Figure 1.5. Mitochondria serve as Ca2+ reservoirs. The minimal values of [Ca2+]ER are 311 mM and 276 mM in the absence (b) and in the presence (a) of mitochondria, respectively, indicating that more Ca2+ ions are released from the ER during each spiking cycle in the presence of mitochondria. The maximal values of [Ca2+]Cyt are 5.6 mM and 2.5 mM in the absence (b) and in the presence of mitochondria (a), respectively, showing that mitochondria can significantly decrease [Ca2+]Cyt oscillation amplitude (Qi et al. (2015), with permission). For a color version of this figure, see www.iste.co.uk/challamel/mechanics3.zip

Mitochondria also have bidirectional communications with other cellular organelles, in particular, lysosomes (spherical vesicles that contain enzymes that can break down many kinds of biomolecules) and peroxisomes (organelles involved in the catabolism of various acids, in addition to other tasks). These communications are involved in the pathology of mitochondrial diseases (Diogo et al. 2018). These communications also provide coupling between the organelles and, while having evolved for efficiencies and survival, can also cause coupled dysfunctions.

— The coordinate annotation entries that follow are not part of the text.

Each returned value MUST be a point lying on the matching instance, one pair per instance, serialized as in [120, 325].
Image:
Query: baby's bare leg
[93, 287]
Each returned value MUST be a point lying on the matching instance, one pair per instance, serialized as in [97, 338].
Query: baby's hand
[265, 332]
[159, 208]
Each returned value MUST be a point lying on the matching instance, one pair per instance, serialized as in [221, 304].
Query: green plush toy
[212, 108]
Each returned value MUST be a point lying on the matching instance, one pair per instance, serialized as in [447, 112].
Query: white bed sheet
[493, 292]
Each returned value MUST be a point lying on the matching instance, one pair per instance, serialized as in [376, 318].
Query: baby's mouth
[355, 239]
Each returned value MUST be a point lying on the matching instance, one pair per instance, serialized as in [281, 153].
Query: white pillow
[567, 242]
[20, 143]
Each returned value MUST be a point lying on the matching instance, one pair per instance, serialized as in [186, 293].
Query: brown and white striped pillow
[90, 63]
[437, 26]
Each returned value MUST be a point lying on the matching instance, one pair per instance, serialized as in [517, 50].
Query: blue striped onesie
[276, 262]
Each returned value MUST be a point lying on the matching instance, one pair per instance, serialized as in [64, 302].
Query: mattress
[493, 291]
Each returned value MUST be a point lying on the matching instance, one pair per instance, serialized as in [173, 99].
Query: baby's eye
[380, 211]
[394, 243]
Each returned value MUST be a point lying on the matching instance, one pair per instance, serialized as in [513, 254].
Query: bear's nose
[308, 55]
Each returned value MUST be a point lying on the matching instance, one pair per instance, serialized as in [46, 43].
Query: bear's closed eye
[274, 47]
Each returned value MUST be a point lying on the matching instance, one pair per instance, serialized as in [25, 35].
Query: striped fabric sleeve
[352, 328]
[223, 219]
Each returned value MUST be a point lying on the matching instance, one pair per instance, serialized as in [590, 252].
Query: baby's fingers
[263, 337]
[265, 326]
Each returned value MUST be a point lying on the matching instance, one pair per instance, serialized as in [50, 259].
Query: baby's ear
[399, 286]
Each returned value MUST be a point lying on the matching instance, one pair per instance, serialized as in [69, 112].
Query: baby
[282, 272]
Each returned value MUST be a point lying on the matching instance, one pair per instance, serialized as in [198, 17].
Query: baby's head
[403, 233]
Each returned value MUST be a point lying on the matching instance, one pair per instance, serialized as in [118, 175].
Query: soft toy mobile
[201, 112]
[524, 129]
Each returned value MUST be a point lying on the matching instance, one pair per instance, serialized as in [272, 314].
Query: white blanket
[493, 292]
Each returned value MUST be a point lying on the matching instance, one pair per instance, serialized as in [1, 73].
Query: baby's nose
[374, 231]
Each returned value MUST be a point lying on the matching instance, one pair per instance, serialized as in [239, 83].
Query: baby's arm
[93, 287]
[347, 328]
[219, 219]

For example, lysosomes and peroxisomes are affected structurally and functionally by genetic defects in mitochondrial proteins that are known as mitochondrial diseases. Similarly, lysosomal and peroxisomal diseases perturb mitochondria. Lysosomal storage diseases perturb peroxisomal metabolism and mitochondrial function. Peroxisomal diseases often lead to alterations in mitochondrial structure, redox (ROS) balance and metabolism. The saturation of lysosomal capacity is often observed in mitochondrial diseases, with an accumulation of dysfunctional lysosomes and autophagosomes. Such couplings challenge both the modeling and the development of focused clinical treatments. Given all these couplings, we hypothesize that there can be a variety of optimal behavioral regimes that avoid pathological pathways. A goal can be to identify these via dynamic governing models.

In summary, an appropriate set of optimal interaction mechanisms need to be in place for healthy cell-wide functioning. In this context, a full understanding of cellular metabolism and mitochondrial diseases requires an understanding of mitochondrial communications with the rest of the cell, as well as within the organelle.